The levitated mechanical oscillator, created within a glass sphere the size of a single blood cell, was manipulated by light by the team to create an ultra-sensitive sensor which could measure temperature and pressure changes at the nanoscale.
This highly accurate clock could potentially detect gravity at smaller scales than previously possible and find potential evidence for deviations from Newton?s laws of gravity calling for new physics beyond what we currently understand.
The research, supported by the UK Engineering and Physical Sciences Research Council and the Czech Science Foundation, is published in Science Advances.
Resonance is a phenomenon that is all around us: it occurs when one object vibrates or 'oscillates' at the same natural rate as an adjacent second object, this forces that second object to vibrate itself, often showing large motion.
In physics this can be used to great effect with resonators that are the size of cells or even atoms.
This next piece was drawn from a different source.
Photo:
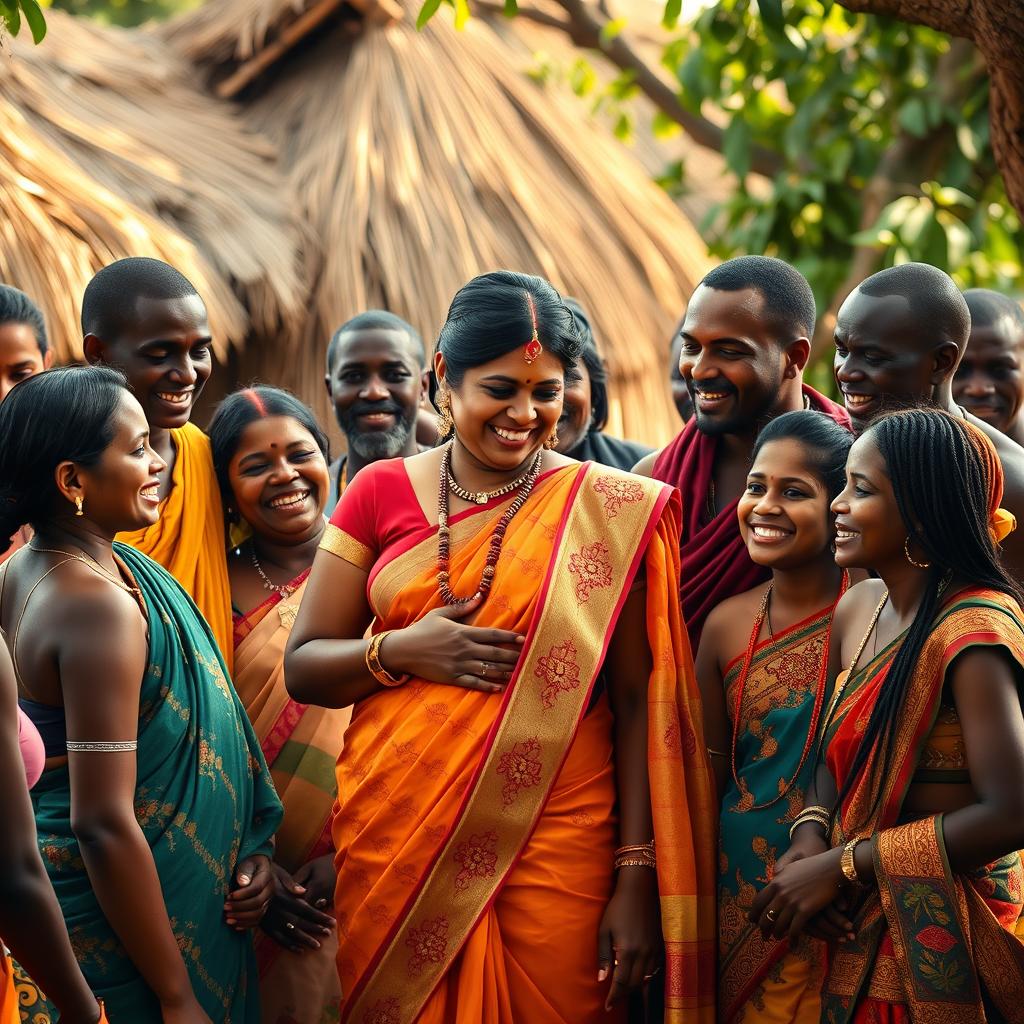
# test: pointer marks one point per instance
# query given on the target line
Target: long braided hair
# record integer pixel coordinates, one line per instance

They undergo periodic motion, akin to a ticking clock, and can drive one another. This leads to ways to make measurements at unprecedented accuracy.
For example, periodic internal jumps in energy (vibrations) in atoms may be linked to external timepieces: these are at the heart of making Global Positioning Systems (GPS) for ultra-precision time keeping. How long this periodic motion can be maintained is determined by the 'Q' value. A resonator with a high Q factor rings or vibrates for longer enabling more accurate measurements.
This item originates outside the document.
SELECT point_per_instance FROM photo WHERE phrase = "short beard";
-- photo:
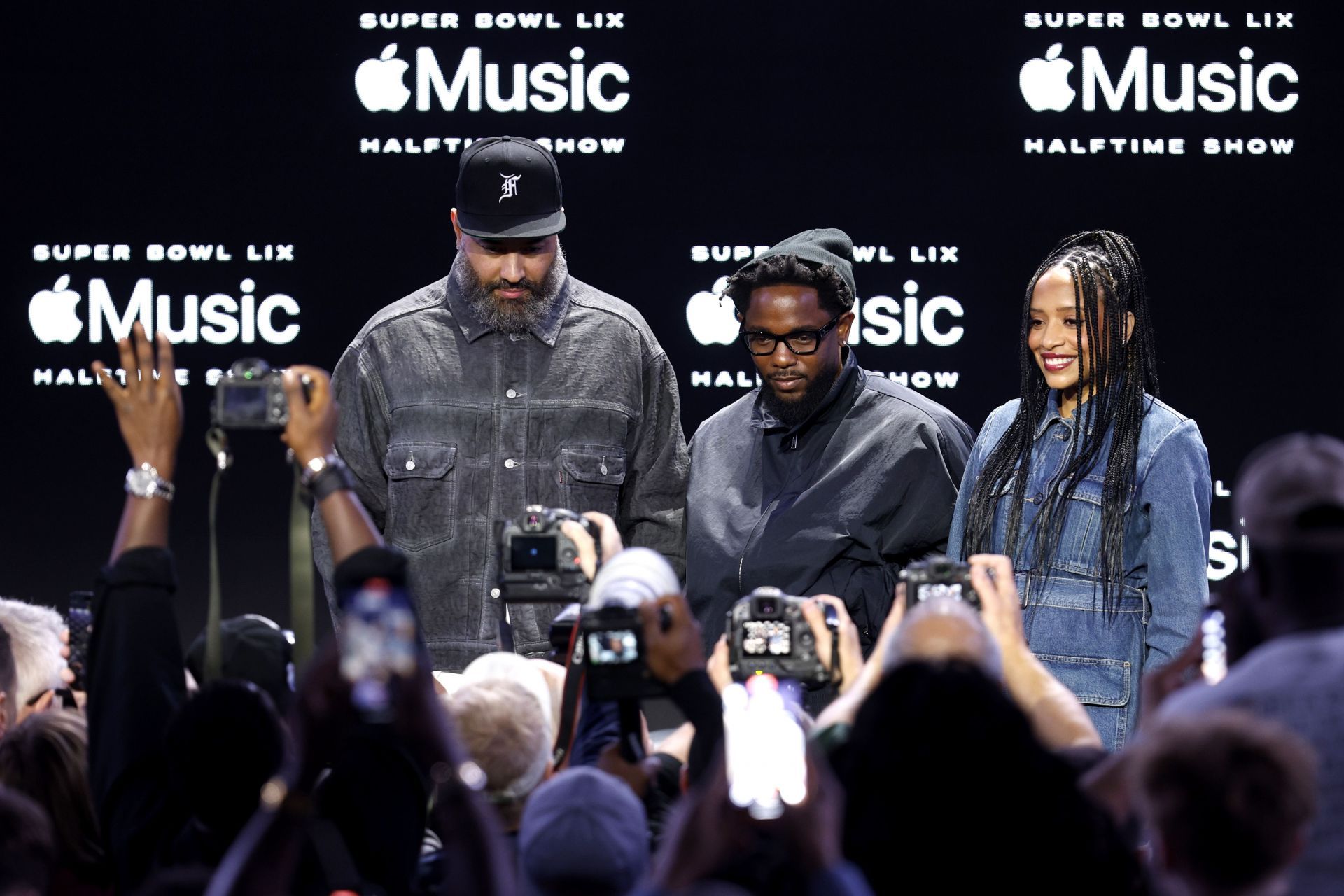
(800, 409)
(512, 315)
A calcium carbonate micro-sphere, the size of a cell, and levitated by light, acted as an ultra-stable oscillator ('clock'). The micro-oscillator performed very precise, stable motion in the study. Credit: Yoshi Arita (University of St Andrews and Chiba University)
Now Dr Yoshi Arita and Professor Kishan Dholakia from the University of St Andrews in Scotland, with connections to Chiba University in Japan (YA, KD) and Yonsei University in Korea (KD), and Dr Stephen Simpson and Dr Pavel Zemánek from the Institute of Scientific Instruments of the Czech Academy of Sciences in the Czech Republic, have seen ultra-precise periodic motion in a minuscule glass sphere, the size of a blood cell, held in vacuum by light.
Performing the study in vacuum helped avoid friction which would damp the motion - and reduce the Q value. The team manipulated the light to cause the tiny sphere to move both back and forth and spin in perfect harmony, creating a very well-defined 'clock'.
The motion of the sphere reached a Q value of more than 100 million, over 100-fold higher than previous reported results for such systems. This motion is very sensitive to any external influence and the team aims to use it to pick up minuscule environmental disturbances, such as changes in temperature and pressure, and even test fundamental physics.
The paper 'Coherent oscillations of a levitated birefringent microsphere in vacuum driven by nonconservative rotation-translation coupling' by Y Arita, S H Simpson, P Zemanek, and K Dholakia is published in Science Advances and available online.